Crédit conso : Salafin rattrape son retard en termes de part de marché

L’absorption de Taslif permettra à la filiale de BMCE Bank de monter à 12% des parts de marché. Jusqu’ici, la société privilégiait un développement peu soutenu mais rentable. La diversification du mix produits sera renforcée.

Le rapprochement initié en juin 2015 entre BMCE Bank of Africa et Saham Assurance se poursuit. Les deux groupes ont officialisé, lundi 26 janvier, la fusion de leurs filiales dans le crédit à la consommation, Salafin et Taslif. En vertu de cet accord, la première absorbera la seconde avec pour ambition de devenir un grand groupe homogène, performant et dynamique dans le secteur du crédit à la consommation. «Un plus un sera supérieur à deux», a affirmé Brahim Benjelloun Touimi, président de BMCE Bank of Africa.

A deux, elles seront mieux outillées pour faire face au ralentissement que traverse ce secteur depuis plus de dix ans. Une perte de vitesse expliquée notamment par une relative baisse de la demande, une montée des risques dans un environnement empreint d’incertitudes, une politique d’octroi de crédits plus sélective, ainsi qu’une concurrence plus accrue des banques de la place.

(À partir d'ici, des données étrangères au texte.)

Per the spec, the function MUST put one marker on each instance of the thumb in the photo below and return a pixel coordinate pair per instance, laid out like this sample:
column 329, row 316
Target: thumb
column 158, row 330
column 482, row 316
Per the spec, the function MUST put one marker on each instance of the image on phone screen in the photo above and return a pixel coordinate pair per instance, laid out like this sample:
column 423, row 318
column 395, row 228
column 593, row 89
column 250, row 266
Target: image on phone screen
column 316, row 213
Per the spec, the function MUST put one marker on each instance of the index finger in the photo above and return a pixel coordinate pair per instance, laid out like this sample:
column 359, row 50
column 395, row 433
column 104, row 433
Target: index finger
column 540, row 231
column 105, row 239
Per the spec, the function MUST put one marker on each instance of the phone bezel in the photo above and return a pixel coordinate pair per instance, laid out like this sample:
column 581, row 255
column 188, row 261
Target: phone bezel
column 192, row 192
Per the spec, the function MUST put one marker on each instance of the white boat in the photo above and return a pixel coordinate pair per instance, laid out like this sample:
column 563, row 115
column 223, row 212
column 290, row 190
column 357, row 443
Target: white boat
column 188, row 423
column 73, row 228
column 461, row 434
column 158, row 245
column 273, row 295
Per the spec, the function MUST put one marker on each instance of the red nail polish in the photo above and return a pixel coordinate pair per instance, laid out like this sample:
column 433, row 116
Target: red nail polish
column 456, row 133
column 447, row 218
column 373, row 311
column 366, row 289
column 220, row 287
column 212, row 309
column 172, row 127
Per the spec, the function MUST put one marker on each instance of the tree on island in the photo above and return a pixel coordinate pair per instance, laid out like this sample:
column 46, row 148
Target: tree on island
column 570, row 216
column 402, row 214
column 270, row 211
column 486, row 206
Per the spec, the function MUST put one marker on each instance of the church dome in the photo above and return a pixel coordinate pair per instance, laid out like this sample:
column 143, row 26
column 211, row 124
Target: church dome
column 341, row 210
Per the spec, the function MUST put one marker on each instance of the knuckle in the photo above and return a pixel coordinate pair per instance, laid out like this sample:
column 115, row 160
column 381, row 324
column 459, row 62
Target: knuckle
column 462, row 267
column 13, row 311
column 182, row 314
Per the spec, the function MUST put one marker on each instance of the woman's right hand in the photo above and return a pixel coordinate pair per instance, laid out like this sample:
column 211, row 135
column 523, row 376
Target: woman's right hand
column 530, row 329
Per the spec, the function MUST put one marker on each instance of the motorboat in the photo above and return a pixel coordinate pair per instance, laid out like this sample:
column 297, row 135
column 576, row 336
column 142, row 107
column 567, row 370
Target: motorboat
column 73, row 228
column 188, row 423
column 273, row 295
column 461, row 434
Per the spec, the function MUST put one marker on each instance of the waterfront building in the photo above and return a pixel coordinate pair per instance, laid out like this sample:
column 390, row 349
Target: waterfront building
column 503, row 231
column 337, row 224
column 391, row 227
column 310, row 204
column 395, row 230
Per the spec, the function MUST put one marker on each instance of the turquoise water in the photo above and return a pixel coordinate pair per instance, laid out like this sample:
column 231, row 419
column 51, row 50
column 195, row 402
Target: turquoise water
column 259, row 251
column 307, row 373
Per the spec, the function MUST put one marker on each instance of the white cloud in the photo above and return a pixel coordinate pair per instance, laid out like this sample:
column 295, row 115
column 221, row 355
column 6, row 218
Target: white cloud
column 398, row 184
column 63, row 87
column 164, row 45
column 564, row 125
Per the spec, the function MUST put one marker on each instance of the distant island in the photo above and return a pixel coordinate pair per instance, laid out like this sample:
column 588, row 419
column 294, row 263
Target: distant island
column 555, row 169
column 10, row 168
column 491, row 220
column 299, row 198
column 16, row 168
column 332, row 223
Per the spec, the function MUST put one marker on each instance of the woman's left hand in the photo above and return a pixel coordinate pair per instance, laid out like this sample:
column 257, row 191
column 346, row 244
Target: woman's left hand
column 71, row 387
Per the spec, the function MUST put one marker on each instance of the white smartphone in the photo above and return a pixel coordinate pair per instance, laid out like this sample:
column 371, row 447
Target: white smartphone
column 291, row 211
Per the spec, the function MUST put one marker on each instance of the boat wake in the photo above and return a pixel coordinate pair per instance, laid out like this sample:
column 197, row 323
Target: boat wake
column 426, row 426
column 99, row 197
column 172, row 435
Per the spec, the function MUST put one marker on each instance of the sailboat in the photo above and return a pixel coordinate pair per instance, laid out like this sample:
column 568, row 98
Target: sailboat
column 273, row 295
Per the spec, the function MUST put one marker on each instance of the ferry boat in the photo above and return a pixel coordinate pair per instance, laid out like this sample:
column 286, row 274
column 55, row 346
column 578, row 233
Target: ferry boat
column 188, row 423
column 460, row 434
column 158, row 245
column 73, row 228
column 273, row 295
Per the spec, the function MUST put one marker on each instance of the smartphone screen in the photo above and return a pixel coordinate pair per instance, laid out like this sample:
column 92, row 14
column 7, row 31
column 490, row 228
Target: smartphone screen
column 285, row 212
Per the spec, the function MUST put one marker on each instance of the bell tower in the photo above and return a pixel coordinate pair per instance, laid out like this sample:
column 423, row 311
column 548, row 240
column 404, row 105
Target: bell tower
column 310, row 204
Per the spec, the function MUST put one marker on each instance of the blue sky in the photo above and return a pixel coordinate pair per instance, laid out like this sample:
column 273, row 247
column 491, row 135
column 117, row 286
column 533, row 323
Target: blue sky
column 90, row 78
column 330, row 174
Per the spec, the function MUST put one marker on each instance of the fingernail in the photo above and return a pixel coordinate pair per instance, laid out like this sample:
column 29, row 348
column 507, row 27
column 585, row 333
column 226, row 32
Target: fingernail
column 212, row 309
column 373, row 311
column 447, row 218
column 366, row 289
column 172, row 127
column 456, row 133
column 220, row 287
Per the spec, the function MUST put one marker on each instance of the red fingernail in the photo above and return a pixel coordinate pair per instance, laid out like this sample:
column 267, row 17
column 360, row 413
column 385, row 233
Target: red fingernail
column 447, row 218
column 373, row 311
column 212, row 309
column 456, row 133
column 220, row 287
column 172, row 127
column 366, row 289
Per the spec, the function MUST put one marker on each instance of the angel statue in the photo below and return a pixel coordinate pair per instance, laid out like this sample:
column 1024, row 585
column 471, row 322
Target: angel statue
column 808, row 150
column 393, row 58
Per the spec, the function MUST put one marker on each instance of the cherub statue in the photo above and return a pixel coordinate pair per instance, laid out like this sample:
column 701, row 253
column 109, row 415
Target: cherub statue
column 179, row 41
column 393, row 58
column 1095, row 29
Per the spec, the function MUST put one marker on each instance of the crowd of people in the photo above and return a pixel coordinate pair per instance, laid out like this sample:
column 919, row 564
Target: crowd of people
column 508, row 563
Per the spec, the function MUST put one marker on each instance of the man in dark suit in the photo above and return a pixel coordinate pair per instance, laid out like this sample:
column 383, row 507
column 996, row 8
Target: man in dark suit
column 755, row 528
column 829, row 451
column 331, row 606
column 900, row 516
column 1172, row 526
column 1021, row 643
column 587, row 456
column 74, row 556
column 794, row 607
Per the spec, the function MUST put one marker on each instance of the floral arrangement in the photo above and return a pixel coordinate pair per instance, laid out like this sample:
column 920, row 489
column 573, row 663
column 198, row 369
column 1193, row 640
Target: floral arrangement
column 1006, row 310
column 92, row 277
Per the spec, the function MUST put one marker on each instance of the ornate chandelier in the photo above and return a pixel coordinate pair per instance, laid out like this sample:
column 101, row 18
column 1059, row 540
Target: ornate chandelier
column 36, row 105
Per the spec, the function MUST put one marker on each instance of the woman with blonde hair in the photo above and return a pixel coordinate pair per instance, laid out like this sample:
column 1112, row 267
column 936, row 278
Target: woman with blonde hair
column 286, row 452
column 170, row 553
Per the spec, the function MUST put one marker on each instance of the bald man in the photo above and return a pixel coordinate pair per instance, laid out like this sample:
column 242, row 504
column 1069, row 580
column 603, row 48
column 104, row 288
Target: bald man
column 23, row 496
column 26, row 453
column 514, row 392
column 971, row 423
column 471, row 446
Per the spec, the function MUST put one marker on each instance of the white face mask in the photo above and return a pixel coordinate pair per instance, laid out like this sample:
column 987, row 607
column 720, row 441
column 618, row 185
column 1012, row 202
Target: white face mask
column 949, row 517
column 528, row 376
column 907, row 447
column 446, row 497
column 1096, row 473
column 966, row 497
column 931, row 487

Le secteur est également marqué par la domination d’un nombre réduit d’acteurs, souvent adossés à des banques. Sur 15 sociétés, sept captent plus de 85% de l’activité, la première étant Wafasalaf qui détient une part de marché de 33% (à fin 2016). Le rapprochement stratégique entre les deux entités impactera incontestablement la configuration du secteur dans le sens où le nouvel ensemble détiendra 12% du marché pour des encours de crédits de 4,5 milliards de DH et se hissera parmi les acteurs de référence en termes de Produit Net Bancaire (1 milliard de DH), de résultat net et de rentabilité, avec un ratio de solvabilité à plus de 20%.

En analysant les réalisations de la société absorbante Salafin, l’on constate qu’elle fait preuve d’une grande résilience depuis 2014. Après une phase difficile de 3 ans ayant engendré une chute de ses encours, en raison des mutations du secteur mais également à cause de facteurs intrinsèques (dérapage des charges et du coût du risque…), le spécialiste du crédit à la consommation a enchaîné les performances financières. A fin juin 2017, il a réalisé une hausse qualitative de son PNB de 2%, à 185,3 MDH. Cette croissance est due à la fois à une amélioration des produits d’intérêt concomitamment à la réduction du coût de refinancement, et  à une amélioration de la marge sur commissions à l’international (près du tiers de l’activité).

Sur le même trend, le résultat brut d’exploitation s’est raffermi de 6%, à 138,5 MDH et le résultat net de 3,6%, à 71MDH. Les encours de crédits ont également progressé de 2,4%, à 2,47 milliards de DH, en rupture avec la stagnation observée durant les derniers exercices.

Une structure financière solide

A l’occasion d’une valorisation de Salafin effectuée en mars 2017, les analystes d’Attijari Intermédiation avaient noté que la société, dans sa stratégie de développement privilégiant la rentabilité financière aux parts de marché, évolue volontairement à contre-courant en poursuivant sa concentration sur le développement du crédit personnel (non affecté) tout en maintenant une évolution positive -mais inférieure au marché- de ses financements automobiles. Ainsi, les crédits auto ne représentent plus que 45,3% de ses encours 2016 (53% pour le marché) contre 48,7% à fin 2011. Une stratégie coûteuse en termes de part de marché, avec un repli de celle de Salafin de 6,6% en 2011 à 5,9% en 2016. Toutefois, elle permet à la société de préserver ses marges opérationnelles ainsi que la rentabilité financière de ses activités et celle des actifs gérés. Avec cette absorption, Salafin rattrapera son retard en termes de poids sur le marché tout en maintenant sa profitabilité.

Quoi qu’il en soit, les analystes pensent que la société devrait tirer davantage sa croissance du développement de l’activité génératrice de commissions Fee Business (prestations de services pour d’autres sociétés financières)  aussi bien au Maroc qu’en Afrique subsaharienne. Globalement, elle présenterait le profil d’une compagnie qui dispose d’une activité équilibrée et profitable. Ceci apparaît particulièrement dans la diversification des contributeurs au PNB mais également au niveau des indicateurs de rentabilité avec une marge nette de 37,3% et un ROE en amélioration continue à 21,6% à fin 2016. Une diversification du mix produits qui sera certainement renforcée suite à l’absorption de Taslif avec le lancement de nouveaux produits. Salafin affiche également une structure financière solide compte tenu de son ratio de solvabilité élevé (19,6%).